R/fn_exp_categorical.R
ExpCatStat.Rd
This function combines results from weight of evidence, information value and summary statistics.
ExpCatStat( data, Target = NULL, result = "Stat", clim = 10, nlim = 10, bins = 10, Pclass = NULL, plot = FALSE, top = 20, Round = 2 )
data | dataframe or matrix |
---|---|
Target | target variable |
result | "Stat" - summary statistics, "IV" - information value |
clim | maximum unique levles for categorical variable.
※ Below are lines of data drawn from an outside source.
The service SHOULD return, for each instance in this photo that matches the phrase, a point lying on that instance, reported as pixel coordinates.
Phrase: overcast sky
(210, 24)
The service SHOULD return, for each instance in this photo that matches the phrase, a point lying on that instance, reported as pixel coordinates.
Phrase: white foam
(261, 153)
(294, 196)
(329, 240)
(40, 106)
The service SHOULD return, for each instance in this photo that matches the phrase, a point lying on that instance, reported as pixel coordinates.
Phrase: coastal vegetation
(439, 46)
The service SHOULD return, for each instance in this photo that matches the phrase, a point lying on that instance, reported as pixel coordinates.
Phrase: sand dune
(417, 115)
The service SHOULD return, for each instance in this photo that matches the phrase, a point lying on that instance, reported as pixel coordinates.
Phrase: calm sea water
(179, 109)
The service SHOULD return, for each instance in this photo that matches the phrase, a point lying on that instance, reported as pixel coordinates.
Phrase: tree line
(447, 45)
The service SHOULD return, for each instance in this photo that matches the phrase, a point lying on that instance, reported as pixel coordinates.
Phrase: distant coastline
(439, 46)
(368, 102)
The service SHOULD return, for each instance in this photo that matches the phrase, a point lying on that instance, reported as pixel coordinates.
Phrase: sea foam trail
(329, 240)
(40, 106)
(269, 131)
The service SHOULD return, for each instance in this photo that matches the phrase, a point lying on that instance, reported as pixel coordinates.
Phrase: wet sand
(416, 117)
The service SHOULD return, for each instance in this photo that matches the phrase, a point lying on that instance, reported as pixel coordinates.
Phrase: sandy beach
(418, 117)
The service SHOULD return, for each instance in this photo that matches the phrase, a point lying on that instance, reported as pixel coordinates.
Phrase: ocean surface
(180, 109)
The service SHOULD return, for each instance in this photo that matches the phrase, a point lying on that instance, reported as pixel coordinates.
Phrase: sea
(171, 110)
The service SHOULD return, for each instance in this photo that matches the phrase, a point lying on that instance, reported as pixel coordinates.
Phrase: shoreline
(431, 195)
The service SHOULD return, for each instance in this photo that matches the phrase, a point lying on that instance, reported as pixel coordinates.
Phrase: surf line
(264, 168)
Variables will be dropped if unique levels is higher than clim for class factor/character variable |
nlim | maximum unique values for numeric variable. |
bins | number of bins (default is 10) |
Pclass | reference category of target variable |
plot | Inforamtion value barplot (default FALSE) |
top | for plotting top information values (default value is 20) |
Round | round of value |
This function provides summary statistics for categorical variable
Stat
- Summary statistics includes Chi square test scores, p value, Information values, Cramers V and Degree if association
IV
- Weight of evidence and Information values
Columns description:
Variable
variable name
Target
- Target variable
class
- name of bin (variable value otherwise)
out0
- number of good observations
out1
- number of bad observations
Total
- Total values for each category
pct1
- good observations / total good observations
pct0
- bad observations / total bad observations
odds
- Odds ratio [(a/b)/(c/d)]
woe
- Weight of Evidence – calculated as ln(odds)
iv
- Information Value - ln(odds) * (pct0 – pct1)
Criteria used for categorical variable predictive power classification are
If information value is < 0.03
then predictive power = "Not Predictive"
If information value is 0.3 to 0.1
then predictive power = "Somewhat Predictive"
If information value is 0.1 to 0.3
then predictive power = "Meidum Predictive"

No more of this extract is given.